Jury finds UI prof. guilty of assault
University of Iowa assistant professor Toshiki Itoh was found guilty Tuesday on two counts of assault with intent to cause bodily injury, stemming from incidents in which he injured his then-research assistant.
But after nine hours of deliberation, the jury was unable to reach a unanimous verdict on a third-degree sexual abuse charge.
Jury member Nick Schaier, 27, said the sexual-abuse charge came down to a 10-2 split.
“I just was not convinced the state had put forth enough evidence,” he said. “The other two [charges] were pretty cut-and-dried.”
The other juror who voted against conviction agreed.
While the jury deliberated, Itoh’s wife, Yuka Itoh, sobbed in the courtroom as she waited for the verdict, occasionally drying her tears with a red handkerchief. Some of the Itohs’ friends and family attempted to comfort her while Itoh stood in front of them, staring toward the back of the room.
Itoh was charged in September 2008 with two counts of assault with intent to cause bodily injury and one count of third-degree sexual abuse after his former research assistant called UI police on July 10, 2008.
Jury members said the trial was very exhausting, and although they were unable to come to a verdict on the third-degree sexual-abuse charge, everyone’s opinions were respected.
The jury foreman, Marcia Loan, said the jury was very conscientious and wanted to do what was best.

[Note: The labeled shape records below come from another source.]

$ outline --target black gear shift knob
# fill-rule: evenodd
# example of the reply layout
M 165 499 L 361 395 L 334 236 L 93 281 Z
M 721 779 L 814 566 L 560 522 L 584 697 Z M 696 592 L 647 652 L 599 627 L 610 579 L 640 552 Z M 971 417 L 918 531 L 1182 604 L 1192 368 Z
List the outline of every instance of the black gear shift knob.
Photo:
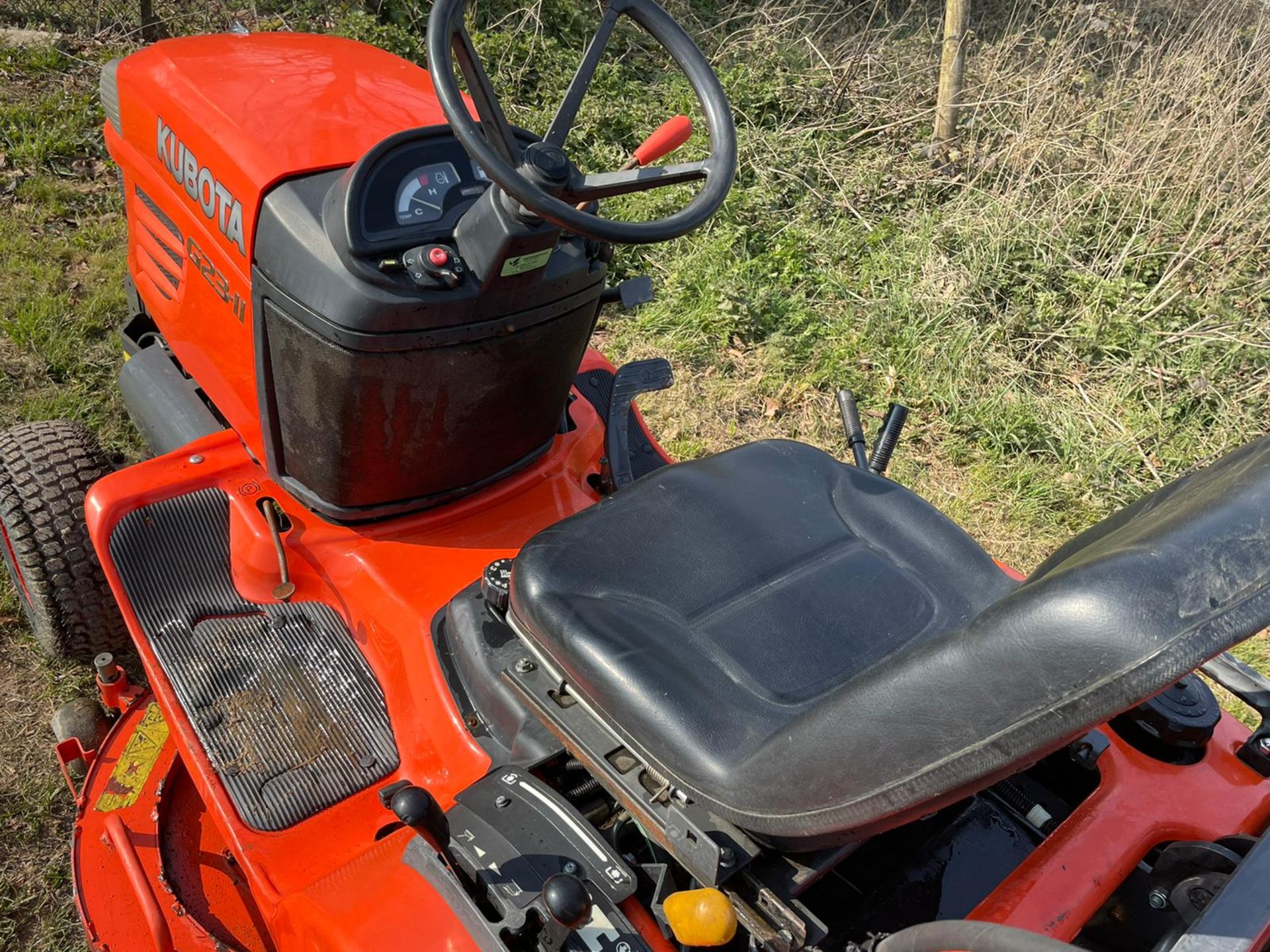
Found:
M 428 791 L 411 783 L 394 793 L 389 806 L 401 823 L 428 840 L 434 849 L 447 853 L 450 820 Z
M 556 873 L 542 883 L 542 905 L 547 915 L 566 929 L 577 929 L 591 920 L 591 894 L 577 876 Z

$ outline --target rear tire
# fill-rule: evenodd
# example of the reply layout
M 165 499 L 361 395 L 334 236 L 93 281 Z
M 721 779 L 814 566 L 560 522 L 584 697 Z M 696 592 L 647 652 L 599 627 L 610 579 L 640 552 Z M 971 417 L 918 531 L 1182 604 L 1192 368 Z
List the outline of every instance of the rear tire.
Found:
M 67 420 L 0 433 L 0 553 L 32 633 L 52 658 L 119 651 L 128 632 L 84 520 L 84 495 L 113 470 Z

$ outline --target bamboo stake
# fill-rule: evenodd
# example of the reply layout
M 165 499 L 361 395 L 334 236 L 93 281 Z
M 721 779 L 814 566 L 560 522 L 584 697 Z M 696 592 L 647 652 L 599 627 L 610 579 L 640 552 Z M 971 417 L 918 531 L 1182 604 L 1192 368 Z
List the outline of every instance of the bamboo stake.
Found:
M 969 0 L 946 0 L 944 6 L 944 55 L 940 58 L 939 104 L 935 108 L 932 151 L 942 151 L 956 138 L 956 114 L 965 76 L 965 34 Z

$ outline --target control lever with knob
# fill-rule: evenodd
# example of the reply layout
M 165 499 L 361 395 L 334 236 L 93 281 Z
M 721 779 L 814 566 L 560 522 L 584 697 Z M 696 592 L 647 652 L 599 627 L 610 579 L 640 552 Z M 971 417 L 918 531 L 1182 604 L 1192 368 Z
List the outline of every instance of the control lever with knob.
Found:
M 555 873 L 542 883 L 542 909 L 546 920 L 538 941 L 542 948 L 558 949 L 569 937 L 591 922 L 592 901 L 587 883 L 570 873 Z
M 458 868 L 450 853 L 450 820 L 432 793 L 423 787 L 405 783 L 392 792 L 389 809 L 403 825 L 409 826 L 429 847 L 441 853 L 452 869 Z
M 886 419 L 881 421 L 878 430 L 878 439 L 874 440 L 872 457 L 869 459 L 869 468 L 881 476 L 886 472 L 890 454 L 895 452 L 899 443 L 899 434 L 904 429 L 904 420 L 908 419 L 908 407 L 903 404 L 892 404 L 886 410 Z

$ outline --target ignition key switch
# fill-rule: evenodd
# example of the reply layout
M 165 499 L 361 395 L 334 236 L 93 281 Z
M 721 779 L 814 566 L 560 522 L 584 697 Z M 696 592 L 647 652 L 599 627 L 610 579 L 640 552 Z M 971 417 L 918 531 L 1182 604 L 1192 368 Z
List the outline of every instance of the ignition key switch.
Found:
M 467 269 L 448 245 L 419 245 L 401 255 L 406 273 L 420 288 L 453 288 L 462 283 Z

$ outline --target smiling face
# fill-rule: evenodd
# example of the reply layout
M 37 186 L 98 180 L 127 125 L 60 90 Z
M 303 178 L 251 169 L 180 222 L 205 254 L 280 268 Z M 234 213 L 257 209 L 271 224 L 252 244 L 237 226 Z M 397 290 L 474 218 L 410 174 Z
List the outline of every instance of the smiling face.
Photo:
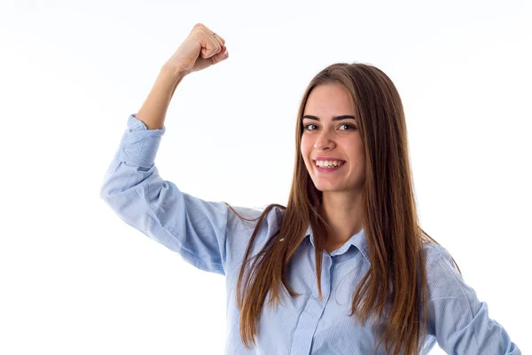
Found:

“I think we agree it was a very fair and honest evaluation,” she said. “We went over every single detail.”
Throughout deliberation, several jury members agreed Itoh’s guilt on the assault charges hinged on photographic evidence presented by the prosecution.
“The photographs were huge,” said juror Paul Julius. “And not only showed there had been abuse, but showed there had been abuse on multiple occasions.”
Loan also said it was hard to deny the photographic evidence.
Itoh is on paid leave with an annual salary of $93,000.
UI spokesman Tom Moore said the university doesn’t have a specific policy regarding the termination of employees charged with a crime. The school makes decisions on a case-by-case basis, he said, and he couldn’t comment specifically on what would happen to a person with these charges.
Because of the hung jury, the state has the choice of dropping the third-degree sexual-abuse charge or retrying the case.
Prosecuting attorney Elizabeth Beglin said if the alleged victim agrees to go through the trial process a second time, the state will “absolutely” move forward on a retrial.
Beglin said she was happy with the verdict on the physical assault charges, but very disappointed with the verdict on sexual abuse.
Defense attorney Patricia Kamath also said she was disappointed by the outcome, and she plans to file an appeal on the assault charges today.
“When you’ve gone through seven days of trial work, and the ultimate issue isn’t resolved, you always feel a little burned out,” she said, following Itoh and his family out of the courtroom.
Kamath said she is unsure whether she will represent Itoh in the appeal, because she plans to retire and has not discussed the prospect with Itoh.
Assault with intent to cause bodily injury is a serious misdemeanor punishable by a minimum fine of $315 and a maximum of one year in prison. Third-degree sexual abuse is punishable by up to five years in prison.
Itoh is on court supervision, and a sentencing date is expected to be set within the next 30 days.